Malicious ML models discovered on Hugging Face platform

Malicious ML models discovered on Hugging Face platform (www.reversinglabs.com)
from kid@sh.itjust.works to cybersecurity@sh.itjust.works on 10 Feb 2025 11:39
https://sh.itjust.works/post/32552325

#cybersecurity

threaded - newest

vk6flab@lemmy.radio on 10 Feb 2025 12:28 next collapse

This is a direct quote from the article:

There has been a lot of research pointing out the security risks related to the use of Pickle file serialization (dubbed “Pickling” in the Hugging Face community). In fact, even Hugging Face’s documentation describes the risks of arbitrary code execution in Pickle files in detail.

In other words, there’s a known vulnerability, it’s documented, it’s ignored and now it’s been exploited twice.

Wow … shocked … is not a word I’d use to describe this situation.

Fuck around and see what happens … seems more apt.

slazer2au@lemmy.world on 10 Feb 2025 17:10 collapse

Twice that we know of.

vk6flab@lemmy.radio on 10 Feb 2025 17:32 collapse

Fair point.

Voyajer@lemmy.world on 10 Feb 2025 12:40 next collapse

We’ve known pickle files have been unsafe for like three years at this point and people are still using them?

davitz@lemmy.ca on 10 Feb 2025 14:48 collapse

Three years? The last time I used pickle was for a school project over a decade ago and even then these vulnerabilities were clearly laid out in the documentation, and it strongly advised against using it for any serious application. The only reason I kept using it in the project is precisely because it was a school project, and I knew the application would never be used in any production context worth attacking. Watching the ML community enthusiastically embrace pickle in the time since has been very amusing to say the least. Honestly I’m surprised it only seems to be catching up to them now.
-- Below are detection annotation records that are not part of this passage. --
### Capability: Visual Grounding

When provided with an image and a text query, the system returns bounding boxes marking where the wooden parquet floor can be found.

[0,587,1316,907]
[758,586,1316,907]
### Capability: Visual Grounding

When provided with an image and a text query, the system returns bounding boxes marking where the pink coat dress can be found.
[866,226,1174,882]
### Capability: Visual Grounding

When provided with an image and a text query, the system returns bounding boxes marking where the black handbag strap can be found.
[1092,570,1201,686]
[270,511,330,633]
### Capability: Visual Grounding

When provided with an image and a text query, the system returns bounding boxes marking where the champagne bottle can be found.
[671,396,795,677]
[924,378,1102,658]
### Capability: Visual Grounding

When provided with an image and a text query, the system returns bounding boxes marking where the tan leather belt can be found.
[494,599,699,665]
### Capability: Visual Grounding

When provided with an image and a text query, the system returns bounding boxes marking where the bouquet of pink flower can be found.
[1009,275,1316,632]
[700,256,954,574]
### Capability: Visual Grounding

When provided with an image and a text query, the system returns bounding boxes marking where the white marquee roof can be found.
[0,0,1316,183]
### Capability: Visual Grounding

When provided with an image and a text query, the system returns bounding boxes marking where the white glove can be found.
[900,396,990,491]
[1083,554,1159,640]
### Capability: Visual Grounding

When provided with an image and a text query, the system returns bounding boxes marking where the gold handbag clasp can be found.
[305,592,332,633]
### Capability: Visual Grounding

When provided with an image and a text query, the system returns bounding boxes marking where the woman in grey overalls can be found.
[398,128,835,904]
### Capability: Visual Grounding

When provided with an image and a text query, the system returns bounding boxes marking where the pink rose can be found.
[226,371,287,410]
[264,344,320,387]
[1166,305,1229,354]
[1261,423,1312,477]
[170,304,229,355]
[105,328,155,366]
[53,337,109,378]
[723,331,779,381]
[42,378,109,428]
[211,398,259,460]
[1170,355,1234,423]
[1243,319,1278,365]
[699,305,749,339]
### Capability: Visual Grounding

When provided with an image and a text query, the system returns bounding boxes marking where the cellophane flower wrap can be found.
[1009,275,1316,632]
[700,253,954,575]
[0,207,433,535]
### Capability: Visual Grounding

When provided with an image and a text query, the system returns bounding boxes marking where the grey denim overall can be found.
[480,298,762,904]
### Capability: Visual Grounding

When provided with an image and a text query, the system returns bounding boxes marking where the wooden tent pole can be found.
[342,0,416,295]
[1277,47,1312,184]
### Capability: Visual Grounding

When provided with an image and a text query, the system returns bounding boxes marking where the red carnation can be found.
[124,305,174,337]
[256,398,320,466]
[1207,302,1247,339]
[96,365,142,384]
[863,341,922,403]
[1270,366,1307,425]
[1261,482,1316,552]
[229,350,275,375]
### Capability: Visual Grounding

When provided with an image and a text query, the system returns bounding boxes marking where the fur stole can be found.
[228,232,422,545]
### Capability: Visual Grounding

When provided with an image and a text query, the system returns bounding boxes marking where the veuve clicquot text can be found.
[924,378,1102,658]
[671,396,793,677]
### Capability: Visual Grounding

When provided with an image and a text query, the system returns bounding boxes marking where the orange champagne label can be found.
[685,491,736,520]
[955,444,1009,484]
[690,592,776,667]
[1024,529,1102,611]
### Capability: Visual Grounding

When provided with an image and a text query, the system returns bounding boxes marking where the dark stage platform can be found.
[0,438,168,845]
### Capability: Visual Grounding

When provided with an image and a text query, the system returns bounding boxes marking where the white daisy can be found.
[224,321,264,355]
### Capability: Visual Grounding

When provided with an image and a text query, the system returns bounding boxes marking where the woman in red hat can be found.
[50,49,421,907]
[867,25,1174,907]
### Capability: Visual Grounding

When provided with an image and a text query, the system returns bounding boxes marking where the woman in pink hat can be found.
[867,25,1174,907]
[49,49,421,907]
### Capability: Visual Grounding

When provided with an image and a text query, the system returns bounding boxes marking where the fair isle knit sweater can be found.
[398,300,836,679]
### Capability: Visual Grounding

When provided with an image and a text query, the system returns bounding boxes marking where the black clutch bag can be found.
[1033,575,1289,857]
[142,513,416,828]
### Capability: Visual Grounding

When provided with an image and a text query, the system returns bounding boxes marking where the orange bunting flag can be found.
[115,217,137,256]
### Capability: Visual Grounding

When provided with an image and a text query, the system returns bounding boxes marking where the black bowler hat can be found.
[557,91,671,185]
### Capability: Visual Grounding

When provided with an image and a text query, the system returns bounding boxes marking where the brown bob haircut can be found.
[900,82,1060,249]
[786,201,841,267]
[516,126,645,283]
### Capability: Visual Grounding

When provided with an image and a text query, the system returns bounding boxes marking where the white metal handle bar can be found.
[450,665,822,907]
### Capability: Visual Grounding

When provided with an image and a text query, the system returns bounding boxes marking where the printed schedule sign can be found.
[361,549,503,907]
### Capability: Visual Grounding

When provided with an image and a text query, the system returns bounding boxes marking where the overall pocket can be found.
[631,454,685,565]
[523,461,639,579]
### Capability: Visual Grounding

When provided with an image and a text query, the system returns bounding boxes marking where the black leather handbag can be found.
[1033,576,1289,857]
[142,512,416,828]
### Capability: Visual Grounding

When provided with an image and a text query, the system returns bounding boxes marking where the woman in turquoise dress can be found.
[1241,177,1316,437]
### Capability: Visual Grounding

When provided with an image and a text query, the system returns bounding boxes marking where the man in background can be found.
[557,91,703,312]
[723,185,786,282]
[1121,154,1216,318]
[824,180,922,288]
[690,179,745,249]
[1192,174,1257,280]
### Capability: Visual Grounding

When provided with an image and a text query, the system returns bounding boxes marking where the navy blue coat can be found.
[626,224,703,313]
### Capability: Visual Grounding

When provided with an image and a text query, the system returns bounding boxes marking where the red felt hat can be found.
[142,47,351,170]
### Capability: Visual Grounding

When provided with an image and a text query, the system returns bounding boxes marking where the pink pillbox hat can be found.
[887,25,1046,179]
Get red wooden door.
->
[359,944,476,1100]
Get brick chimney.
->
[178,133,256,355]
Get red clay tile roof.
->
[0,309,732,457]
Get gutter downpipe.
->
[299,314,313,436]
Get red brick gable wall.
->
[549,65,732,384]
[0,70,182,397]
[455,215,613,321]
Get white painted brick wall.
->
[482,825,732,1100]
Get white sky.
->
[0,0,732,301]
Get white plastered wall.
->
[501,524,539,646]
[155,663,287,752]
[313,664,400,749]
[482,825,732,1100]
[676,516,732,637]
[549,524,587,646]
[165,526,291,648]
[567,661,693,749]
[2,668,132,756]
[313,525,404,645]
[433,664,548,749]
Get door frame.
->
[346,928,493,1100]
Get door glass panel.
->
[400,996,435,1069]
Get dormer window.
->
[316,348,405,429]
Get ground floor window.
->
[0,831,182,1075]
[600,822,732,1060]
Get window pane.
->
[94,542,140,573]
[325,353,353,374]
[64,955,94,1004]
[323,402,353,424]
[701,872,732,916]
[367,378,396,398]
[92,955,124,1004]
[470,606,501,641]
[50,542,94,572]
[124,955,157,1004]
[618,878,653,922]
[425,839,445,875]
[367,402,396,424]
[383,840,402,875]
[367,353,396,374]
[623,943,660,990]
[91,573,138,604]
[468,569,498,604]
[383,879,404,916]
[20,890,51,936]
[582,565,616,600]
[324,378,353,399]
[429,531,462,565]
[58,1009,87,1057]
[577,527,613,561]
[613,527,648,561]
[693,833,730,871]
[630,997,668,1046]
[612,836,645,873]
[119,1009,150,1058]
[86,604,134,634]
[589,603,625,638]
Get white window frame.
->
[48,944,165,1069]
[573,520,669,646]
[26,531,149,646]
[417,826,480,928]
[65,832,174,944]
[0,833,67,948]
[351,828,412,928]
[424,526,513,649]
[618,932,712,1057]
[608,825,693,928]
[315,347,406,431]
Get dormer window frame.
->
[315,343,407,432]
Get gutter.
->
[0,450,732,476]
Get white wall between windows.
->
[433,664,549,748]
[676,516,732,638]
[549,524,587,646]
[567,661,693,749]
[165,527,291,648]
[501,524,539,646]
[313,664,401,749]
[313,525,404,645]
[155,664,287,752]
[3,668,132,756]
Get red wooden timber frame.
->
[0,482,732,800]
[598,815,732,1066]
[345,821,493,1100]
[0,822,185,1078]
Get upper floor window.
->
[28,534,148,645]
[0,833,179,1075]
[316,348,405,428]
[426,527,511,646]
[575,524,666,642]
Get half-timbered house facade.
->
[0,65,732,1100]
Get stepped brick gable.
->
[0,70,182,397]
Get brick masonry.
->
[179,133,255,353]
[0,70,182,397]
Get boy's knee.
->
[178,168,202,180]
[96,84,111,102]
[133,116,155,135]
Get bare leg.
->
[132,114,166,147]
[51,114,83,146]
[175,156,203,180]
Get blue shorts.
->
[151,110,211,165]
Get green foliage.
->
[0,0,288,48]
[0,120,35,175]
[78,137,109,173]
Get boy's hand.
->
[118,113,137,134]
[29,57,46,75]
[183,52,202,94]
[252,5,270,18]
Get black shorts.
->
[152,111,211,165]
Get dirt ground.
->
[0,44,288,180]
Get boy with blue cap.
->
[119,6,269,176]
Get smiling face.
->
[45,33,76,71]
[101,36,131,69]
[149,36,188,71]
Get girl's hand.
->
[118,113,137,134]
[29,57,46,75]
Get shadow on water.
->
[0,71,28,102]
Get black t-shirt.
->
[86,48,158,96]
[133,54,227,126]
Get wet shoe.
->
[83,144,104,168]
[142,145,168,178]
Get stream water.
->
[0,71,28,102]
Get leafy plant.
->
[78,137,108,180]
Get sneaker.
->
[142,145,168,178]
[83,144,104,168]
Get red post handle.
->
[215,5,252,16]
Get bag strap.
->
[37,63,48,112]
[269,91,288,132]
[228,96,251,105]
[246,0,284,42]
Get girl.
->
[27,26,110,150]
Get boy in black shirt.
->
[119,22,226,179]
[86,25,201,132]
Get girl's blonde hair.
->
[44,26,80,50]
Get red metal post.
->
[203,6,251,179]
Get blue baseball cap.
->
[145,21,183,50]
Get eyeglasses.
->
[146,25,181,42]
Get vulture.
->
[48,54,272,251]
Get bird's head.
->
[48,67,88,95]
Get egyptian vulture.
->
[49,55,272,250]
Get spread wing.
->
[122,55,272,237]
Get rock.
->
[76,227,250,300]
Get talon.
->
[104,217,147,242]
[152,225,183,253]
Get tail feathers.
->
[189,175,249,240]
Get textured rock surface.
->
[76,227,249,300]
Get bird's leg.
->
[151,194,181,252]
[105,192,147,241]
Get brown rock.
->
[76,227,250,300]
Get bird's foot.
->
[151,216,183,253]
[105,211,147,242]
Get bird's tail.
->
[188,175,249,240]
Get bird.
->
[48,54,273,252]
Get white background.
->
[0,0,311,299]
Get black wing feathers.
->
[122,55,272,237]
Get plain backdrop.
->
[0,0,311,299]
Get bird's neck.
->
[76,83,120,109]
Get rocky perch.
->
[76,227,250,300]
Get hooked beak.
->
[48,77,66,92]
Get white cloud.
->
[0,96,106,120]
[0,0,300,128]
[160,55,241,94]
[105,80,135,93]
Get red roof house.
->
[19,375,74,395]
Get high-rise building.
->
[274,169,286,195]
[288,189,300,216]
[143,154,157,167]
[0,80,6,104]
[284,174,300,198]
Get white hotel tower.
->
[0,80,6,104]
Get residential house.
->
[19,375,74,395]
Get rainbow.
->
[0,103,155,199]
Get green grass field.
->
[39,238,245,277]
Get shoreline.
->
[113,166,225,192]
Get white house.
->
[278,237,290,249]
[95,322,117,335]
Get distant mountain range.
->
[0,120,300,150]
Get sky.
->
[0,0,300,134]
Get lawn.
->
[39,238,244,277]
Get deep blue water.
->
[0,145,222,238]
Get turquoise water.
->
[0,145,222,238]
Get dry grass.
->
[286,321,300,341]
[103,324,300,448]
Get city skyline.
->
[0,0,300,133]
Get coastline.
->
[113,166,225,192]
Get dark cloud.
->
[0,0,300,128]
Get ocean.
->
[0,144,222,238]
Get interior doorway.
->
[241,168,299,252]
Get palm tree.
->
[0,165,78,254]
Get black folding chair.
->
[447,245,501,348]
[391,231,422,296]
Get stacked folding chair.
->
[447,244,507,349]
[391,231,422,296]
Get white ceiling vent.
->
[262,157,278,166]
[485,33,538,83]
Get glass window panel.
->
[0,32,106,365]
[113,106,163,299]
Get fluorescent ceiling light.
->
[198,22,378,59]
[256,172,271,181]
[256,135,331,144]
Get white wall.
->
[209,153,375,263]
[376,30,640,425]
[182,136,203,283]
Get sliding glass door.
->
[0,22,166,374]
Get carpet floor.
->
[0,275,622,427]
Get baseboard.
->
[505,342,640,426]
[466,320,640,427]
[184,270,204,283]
model_tar_gz@lemmy.world on 10 Feb 2025 17:01 collapse

Without reading the article, as a practicing AI Engineer here’s a couple of easy best practices:

Use only the .safetensors files, the format is engineered specifically to allow only specific information necessary for NN frameworks
Don’t use the ‘trust_remote_code=True’ parameter when serving your models without due consideration of the source of the model.